By Michael Hooper
Union Pacific (NYSE: UNP) needs new leadership. Union Pacific recently announced it plans to replace CEO Lance Fritz. The announcement on Sunday, Feb. 26, 2023, follows a Wall Street Journal report citing a hedge fund's call for his replacement.
Soraban Capital Partners says that under Fritz, UNP employees are disgruntled. Among all S&P 500 companies, UNP is rated by employees as the worst place to work, and has the lowest employee CEO approval rating. The company is not delivering on its commitment to customers, and the Surface Transportation Board has singled out UNP as providing the worst service among Class 1 railroads.
Union Pacific has around 32,000 employees, including about 800 employees in Kansas where it maintains about 2,199 miles of track.
One of the disturbing trends of Union Pacific is using debt to re-purchase shares and pay dividends while ignoring the needs of customers and employees.
Union Pacific easily makes enough money to cover its dividend, but has been re-purchasing shares at a significant rate, resulting in the need to borrow money.
Long-term debt at Union Pacific has grown from $15.6 billion in September 2016 to $33.3 billion on Dec. 31, 2022, essentially doubling the debt during that time. But -- and this is huge -- total carloads/intermodal traffic actually declined from 9 million in 2015 to 8 million in 2022.
Yet Union Pacific continues to re-purchase shares and has announced a new share repurchase program with authorization to re-purchase up to 100 million common shares through March 31, 2025. Under this new program the company could reduce share count by a whopping 16%.
However, share repurchases essentially benefit only shareholders of the stock, i.e.

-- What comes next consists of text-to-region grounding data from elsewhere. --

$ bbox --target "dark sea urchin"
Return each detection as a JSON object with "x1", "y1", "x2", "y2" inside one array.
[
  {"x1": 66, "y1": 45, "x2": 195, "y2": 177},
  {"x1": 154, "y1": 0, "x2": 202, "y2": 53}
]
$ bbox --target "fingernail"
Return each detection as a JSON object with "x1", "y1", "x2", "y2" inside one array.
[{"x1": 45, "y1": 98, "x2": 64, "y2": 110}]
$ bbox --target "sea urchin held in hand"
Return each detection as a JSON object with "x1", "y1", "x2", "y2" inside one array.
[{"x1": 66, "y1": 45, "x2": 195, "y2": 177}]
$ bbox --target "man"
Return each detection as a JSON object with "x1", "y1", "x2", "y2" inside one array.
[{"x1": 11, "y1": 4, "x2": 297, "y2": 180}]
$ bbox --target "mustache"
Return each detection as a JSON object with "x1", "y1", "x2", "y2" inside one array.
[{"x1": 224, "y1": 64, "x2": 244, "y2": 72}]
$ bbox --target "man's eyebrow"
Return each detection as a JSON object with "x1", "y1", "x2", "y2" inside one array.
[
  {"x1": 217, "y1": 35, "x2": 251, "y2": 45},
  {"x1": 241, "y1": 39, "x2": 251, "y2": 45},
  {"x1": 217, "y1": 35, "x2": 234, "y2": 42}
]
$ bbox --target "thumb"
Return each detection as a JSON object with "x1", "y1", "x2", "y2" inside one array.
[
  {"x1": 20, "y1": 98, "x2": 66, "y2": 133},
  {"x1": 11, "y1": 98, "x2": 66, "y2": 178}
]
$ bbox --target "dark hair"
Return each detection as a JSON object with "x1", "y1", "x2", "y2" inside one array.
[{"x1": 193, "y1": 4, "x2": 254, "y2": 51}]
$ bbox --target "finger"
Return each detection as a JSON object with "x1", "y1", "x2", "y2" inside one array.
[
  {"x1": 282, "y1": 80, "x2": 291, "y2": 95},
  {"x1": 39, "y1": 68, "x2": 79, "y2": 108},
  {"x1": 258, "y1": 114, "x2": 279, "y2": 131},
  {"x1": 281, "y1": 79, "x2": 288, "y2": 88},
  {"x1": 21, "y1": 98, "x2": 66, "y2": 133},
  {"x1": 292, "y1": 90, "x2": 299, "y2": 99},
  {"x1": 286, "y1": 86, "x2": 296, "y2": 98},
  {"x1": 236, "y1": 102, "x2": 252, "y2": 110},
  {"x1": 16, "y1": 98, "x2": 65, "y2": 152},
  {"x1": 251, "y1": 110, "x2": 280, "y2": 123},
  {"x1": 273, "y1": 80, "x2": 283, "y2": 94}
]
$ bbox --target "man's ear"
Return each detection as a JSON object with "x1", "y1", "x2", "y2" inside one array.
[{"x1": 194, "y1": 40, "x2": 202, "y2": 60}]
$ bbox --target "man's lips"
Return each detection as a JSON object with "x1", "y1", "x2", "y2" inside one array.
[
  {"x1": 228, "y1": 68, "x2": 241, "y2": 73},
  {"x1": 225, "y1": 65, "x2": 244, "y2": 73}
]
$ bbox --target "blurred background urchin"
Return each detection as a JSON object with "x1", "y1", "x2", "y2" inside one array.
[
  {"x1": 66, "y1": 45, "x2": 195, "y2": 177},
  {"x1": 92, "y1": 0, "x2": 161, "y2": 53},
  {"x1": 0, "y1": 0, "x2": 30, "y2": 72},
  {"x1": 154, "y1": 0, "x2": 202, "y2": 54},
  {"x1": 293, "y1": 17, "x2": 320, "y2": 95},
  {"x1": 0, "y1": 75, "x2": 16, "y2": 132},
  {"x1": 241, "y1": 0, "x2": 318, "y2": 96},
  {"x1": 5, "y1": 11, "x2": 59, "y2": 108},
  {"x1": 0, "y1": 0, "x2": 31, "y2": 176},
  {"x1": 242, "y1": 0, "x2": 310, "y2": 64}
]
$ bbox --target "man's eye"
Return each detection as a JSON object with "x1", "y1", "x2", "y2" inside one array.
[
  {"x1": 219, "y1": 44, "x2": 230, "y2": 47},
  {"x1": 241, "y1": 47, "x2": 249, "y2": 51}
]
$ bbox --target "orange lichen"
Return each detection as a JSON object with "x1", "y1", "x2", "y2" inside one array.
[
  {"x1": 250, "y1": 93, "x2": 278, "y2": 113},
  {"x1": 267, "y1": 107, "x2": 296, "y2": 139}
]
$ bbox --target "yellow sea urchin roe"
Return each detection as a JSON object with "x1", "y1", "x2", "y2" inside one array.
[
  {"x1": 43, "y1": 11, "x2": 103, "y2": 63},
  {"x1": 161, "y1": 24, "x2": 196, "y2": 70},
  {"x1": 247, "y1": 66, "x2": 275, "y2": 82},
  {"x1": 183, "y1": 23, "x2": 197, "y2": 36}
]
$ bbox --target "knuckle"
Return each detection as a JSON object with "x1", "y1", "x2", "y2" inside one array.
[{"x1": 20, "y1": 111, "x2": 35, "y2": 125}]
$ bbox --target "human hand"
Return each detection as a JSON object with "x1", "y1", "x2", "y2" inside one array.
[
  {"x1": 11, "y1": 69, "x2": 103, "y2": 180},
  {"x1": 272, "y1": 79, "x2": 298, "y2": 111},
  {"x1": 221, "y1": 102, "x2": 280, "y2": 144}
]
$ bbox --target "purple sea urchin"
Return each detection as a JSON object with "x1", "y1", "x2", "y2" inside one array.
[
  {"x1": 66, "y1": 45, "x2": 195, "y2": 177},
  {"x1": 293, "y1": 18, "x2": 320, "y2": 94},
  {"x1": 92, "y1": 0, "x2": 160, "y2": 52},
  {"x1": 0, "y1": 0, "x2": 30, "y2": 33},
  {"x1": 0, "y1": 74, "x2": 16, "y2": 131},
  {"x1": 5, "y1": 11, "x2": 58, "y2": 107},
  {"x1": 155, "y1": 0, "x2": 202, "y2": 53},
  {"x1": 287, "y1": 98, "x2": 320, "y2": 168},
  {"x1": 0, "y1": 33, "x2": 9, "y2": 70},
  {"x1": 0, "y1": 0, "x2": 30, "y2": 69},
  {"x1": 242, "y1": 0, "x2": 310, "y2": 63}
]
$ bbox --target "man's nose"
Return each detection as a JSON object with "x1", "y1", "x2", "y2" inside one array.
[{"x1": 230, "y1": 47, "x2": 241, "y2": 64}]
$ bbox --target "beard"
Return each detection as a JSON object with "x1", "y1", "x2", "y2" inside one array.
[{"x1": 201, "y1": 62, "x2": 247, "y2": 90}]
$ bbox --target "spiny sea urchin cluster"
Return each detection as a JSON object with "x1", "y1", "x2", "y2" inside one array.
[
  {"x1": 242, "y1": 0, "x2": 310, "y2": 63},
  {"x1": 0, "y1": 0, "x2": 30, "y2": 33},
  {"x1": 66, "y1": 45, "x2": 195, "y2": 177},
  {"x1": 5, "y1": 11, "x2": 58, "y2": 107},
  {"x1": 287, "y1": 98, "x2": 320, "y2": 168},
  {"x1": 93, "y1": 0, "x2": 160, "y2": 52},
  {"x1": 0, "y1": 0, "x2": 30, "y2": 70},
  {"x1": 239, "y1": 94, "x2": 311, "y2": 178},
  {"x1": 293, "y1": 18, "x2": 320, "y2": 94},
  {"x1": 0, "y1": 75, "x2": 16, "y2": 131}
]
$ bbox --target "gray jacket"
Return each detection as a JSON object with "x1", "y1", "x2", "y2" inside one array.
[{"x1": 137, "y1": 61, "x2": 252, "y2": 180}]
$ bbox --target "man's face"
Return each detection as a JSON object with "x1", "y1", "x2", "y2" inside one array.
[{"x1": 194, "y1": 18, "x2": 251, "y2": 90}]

Wall Street. This form of using capital does not benefit customers, it does not benefit employees unless they own the stock, and it also doesn’t benefit the rail network. A better way to grow a company is to build organic growth in the business, using capital in strategic places that will benefit customers and the network. There have been times in the past few years that Union Pacific has turned away business because it did not have the employees or equipment in order to serve these customers.
In April 2022, Pilot Flying J CEO Shameek Konar said Union Pacific informed Flying J to reduce diesel rail shipments by 26%, then in subsequent conversations with the railroad, Union Pacific asked them to reduce rail shipments by another 50% or face embargoes. Essentially Union Pacific was turning away business because it could not handle it.
Railroads cut employees too deep while lengthening their trains from 1 mile to 2 miles. So you have more cars on the track with fewer people looking after them. As a result you get situations like what happened in Ohio with Norfolk Southern, a disaster that will have health and environmental consequences for years to come.
Borrowing money in order to buy back shares is going to cost more money because interest rates have been rising over the past year. This strategy will be crippling to the business if we have a recession and earnings decline. You can’t continually raise prices in order to grow earnings. Shippers will look elsewhere for moving their freight.
I hope the next CEO improves the balance sheet and puts capital into growth markets, and looks for ways to increase safety, morale, and ensure the franchise grows in book value and market value at the same time. Earnings will grow as a result of all these other measures over time. Don’t grow value by buying back shares.
Union Pacific released a press release on Feb. 26, saying under Fritz's leadership, the company has achieved a 52% increase in net income, a 27% increase in operating income and a 3.7 point increase in return on invested capital. Fritz guided the company to achieve this financial growth despite the volatile operating environment spurred by the COVID-19 pandemic, global supply chain disruption, labor negotiations and service and labor challenges, while instilling an inclusive and accountable organization with an industry-leading sustainability program.
“The Board is grateful to Lance for his unwavering leadership, dedication and oversight in driving our company forward over the last eight years as CEO. Lance created an environment that has allowed Union Pacific to make a measurable impact with our customers, communities and employees alike,” said Michael McCarthy, Lead Independent Director of the Board. “He has capably led our company during a time of significant challenge and change, positioning Union Pacific to deliver long-term sustainable value for shareholders and customers. We are immensely grateful to have Lance’s continuing leadership and support and know he will ensure a smooth transition.”
“It is my honor and privilege to serve this great company. I am proud of our team and all we have built together,” said Fritz, Union Pacific Chairman, President and Chief Executive Officer. “I’ve always said that our fundamentals for long-term success are powered by our people – our best-in-class employees and the passion they have for our customers and communities. Union Pacific has embarked on a transformative journey that will result in stronger, more consistent service for our customers, with enhanced earnings growth and value creation for our shareholders. Union Pacific has been my home for 22 years and I am confident that now is the right time for Union Pacific’s next leader to take the helm. I look forward to working with the Board as we identify our next CEO to lead the Company into the future.”
Michael Hooper, editor of Thoughtful Investor, owns shares in Union Pacific (UNP).